The tumor-suppressor protein p53 has recently been shown to belong to a family that includes two structurally related proteins, p63 and p73. In contrast to p53, p63 and p73 play an essential role in epithelial development, stem cell identity and cellular differentiation. Salivary gland tumors carry a wide spectrum of histopathological forms, which may share a common single-cell origin from the epithelial progenitor basal duct cells and have a different tendency of malignant progression. This study was performed to examine the expression of p53, p63, and p73 in benign salivary gland tumors. Expression and mutation of p53, p73, and p63 were examined by direct DNA sequencing, reverse transcription PCR using isoform-specific primers, and by immunohistochemistry in normal parotid tissue ( n=10), and various tumors of the salivary gland (42 pleomorphic adenomas, 12 myoepitheliomas, 8 basal cell adenomas, 5 oncocytomas, 5 canalicular adenomas, and 20 adenolymphomas). In normal parotid tissue the expression of p63 and p73 was restricted to few basal and myoepithelial cells. Ductal luminal and acinus cells were completely negative for the expression of all three family members. In contrast, in salivary gland tumors, strong nuclear staining for p63 and p73 was observed. Myoepithelial and basaloid cells and the basal epithelial layer of adenolyphomas and oncocytomas were positive for p63 and also, to a lesser extent, to p73. Mutations of p53 were detected in 4 of 42 (10%) pleomorphic adenomas, in 3 of 12 (25%) myoepitheliomas, and in 1 of 8 (13%) basal cell adenomas but not in other tumors. We failed to detect specific mutations of p63 and p73. Using isoform-specific PCR, we found that all isoforms of p63 were expressed in normal parotid tissue whereas the pleomorphic adenomas, myoepitehliomas, and basal cell adenomas dominantly expressed the transactivation-incompetent truncated isoforms. Our data indicate that p63 and p73 are upregulated in salivary gland tumors and may serve as a marker of epithelial and myoepithelial progenitor cells in salivary glands. The prevalence of p53 mutations and the observation of the expression of DeltaNp63 isoforms only in pleomorphic adenomas, myoepitheliomas, and also basal cell adenomas may reflect their possible malignant potential.

Alterations of the INK4a-ARF gene locus in pleomorphic adenoma of the parotid gland.

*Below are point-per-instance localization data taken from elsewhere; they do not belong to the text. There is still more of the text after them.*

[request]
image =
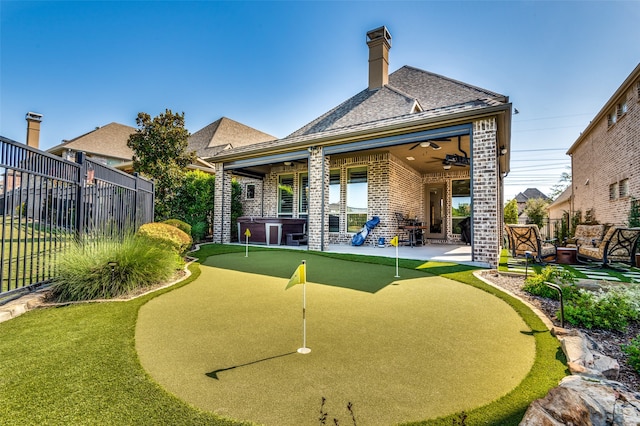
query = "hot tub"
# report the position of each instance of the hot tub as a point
(269, 230)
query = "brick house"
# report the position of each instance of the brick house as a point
(413, 142)
(605, 159)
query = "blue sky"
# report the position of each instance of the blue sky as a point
(277, 65)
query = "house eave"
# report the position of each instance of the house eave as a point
(394, 129)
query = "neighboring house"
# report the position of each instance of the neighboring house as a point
(560, 206)
(605, 159)
(106, 144)
(413, 142)
(528, 194)
(523, 197)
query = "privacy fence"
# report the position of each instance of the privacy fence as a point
(47, 203)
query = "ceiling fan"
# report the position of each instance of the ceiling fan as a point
(456, 159)
(431, 143)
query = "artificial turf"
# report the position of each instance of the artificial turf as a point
(78, 364)
(399, 349)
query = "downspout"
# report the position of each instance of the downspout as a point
(322, 219)
(471, 190)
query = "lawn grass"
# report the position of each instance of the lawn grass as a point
(78, 365)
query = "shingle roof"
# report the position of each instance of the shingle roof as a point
(222, 134)
(109, 141)
(407, 86)
(530, 193)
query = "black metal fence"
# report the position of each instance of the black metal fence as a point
(46, 203)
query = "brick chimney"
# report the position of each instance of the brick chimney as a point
(379, 42)
(33, 129)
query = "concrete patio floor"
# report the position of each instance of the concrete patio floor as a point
(453, 253)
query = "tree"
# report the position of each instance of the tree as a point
(536, 211)
(160, 152)
(193, 202)
(511, 211)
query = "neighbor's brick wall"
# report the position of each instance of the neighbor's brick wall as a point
(486, 194)
(222, 206)
(607, 155)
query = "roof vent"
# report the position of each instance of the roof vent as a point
(379, 42)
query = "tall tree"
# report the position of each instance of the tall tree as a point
(160, 152)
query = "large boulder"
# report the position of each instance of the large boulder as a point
(585, 356)
(580, 400)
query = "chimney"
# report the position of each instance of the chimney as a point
(33, 129)
(379, 42)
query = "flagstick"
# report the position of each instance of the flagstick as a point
(304, 349)
(397, 276)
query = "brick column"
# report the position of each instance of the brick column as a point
(222, 206)
(485, 183)
(318, 219)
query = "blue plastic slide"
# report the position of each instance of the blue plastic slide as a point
(359, 238)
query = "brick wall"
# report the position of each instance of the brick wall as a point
(222, 206)
(608, 155)
(486, 195)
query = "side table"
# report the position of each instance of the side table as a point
(567, 255)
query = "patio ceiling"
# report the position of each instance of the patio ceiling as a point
(423, 159)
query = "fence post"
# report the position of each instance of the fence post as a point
(80, 197)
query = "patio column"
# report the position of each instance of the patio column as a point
(485, 184)
(222, 206)
(318, 223)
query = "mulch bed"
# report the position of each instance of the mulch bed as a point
(610, 341)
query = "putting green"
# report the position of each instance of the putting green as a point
(399, 349)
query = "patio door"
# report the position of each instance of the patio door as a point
(434, 211)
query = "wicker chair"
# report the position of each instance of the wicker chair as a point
(526, 238)
(619, 245)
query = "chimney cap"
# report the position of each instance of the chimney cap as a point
(33, 116)
(379, 33)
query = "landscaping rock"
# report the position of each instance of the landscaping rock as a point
(584, 356)
(585, 401)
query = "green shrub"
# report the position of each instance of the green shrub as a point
(183, 226)
(199, 231)
(85, 273)
(610, 310)
(633, 352)
(166, 235)
(535, 284)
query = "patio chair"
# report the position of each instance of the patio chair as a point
(618, 245)
(526, 238)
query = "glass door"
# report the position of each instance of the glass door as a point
(434, 212)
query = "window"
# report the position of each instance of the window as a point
(357, 194)
(303, 194)
(460, 202)
(622, 108)
(334, 201)
(624, 188)
(285, 195)
(613, 191)
(250, 191)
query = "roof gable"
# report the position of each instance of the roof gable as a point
(407, 88)
(223, 134)
(108, 141)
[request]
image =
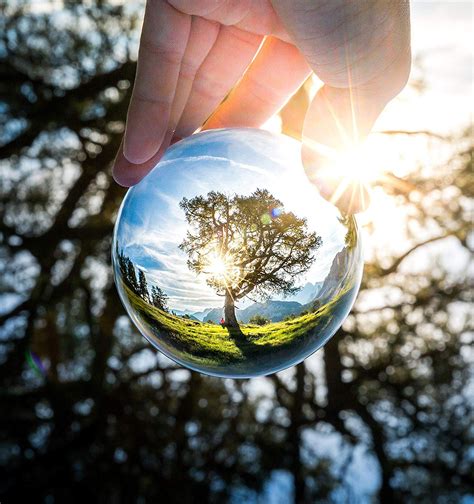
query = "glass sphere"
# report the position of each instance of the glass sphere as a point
(229, 261)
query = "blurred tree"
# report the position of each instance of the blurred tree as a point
(110, 420)
(143, 286)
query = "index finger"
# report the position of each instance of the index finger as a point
(162, 45)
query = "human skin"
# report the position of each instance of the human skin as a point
(194, 52)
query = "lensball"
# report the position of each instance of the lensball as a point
(229, 261)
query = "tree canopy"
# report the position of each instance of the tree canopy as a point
(261, 253)
(106, 419)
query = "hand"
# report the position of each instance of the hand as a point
(193, 52)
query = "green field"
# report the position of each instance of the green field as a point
(213, 346)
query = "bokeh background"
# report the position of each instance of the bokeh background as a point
(90, 413)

Pleomorphic adenomas of the parotid gland are benign tumours composed of epithelial and mesenchymal cells. The INK4a-ARF (CDKN2A) locus on chromosome 9p21 encodes two tumour suppressor proteins, p16(INK4a) and p14(ARF), which act as upstream regulators of the Rb-CDK4 and p53 pathways. To study the contribution of each pathway in pleomorphic adenomas, this study analysed alterations of p14(ARF), p16(INK4a), p53, and pRb in these tumours. After microdissecting the different histological components, 42 pleomorphic adenomas of the parotid gland were analysed for INK4a-ARF inactivation by DNA sequence analysis, methylation-specific PCR (MSP), restriction enzyme-related polymerase chain reaction (RE-PCR), mRNA expression, microsatellite analysis, and immunohistochemistry. In addition, microdeletion of p14(ARF) and p16(INK4a) were assessed by differential PCR. The status of p53 and Rb was examined by direct sequencing and immunohistochemistry. Using microdissection, it was possible to examine the tumour components, i.e. epithelial, mesenchymal, and transitional, separately after immunohistochemical identification. Methylation of p14(ARF) was found in 1/42 cases and alterations of p16(INK4a) occurred in 12/42 of pleomorphic adenomas, which correlated with loss of mRNA transcription. Microdeletions or specific mutations of either exon were not detected. Methylation was detected exclusively in the epithelial and transitional components and not within the mesenchymal part of the tumour. p53 mutations were detected in 4/42 adenomas, also occurring solely in the epithelial components of the tumours. pRb was detected immunohistochemically in 40/42 adenomas. In normal, corresponding parotid tissue, p14(ARF), p16(INK4a), p53, and pRb alterations were not observed. The observation that alterations of p14(ARF) and p16(INK4a), and also p53 mutations, occurred exclusively in the epithelial and transitional components of pleomorphic adenoma supports the theory that these areas are prone to malignant transformation to carcinoma in adenoma.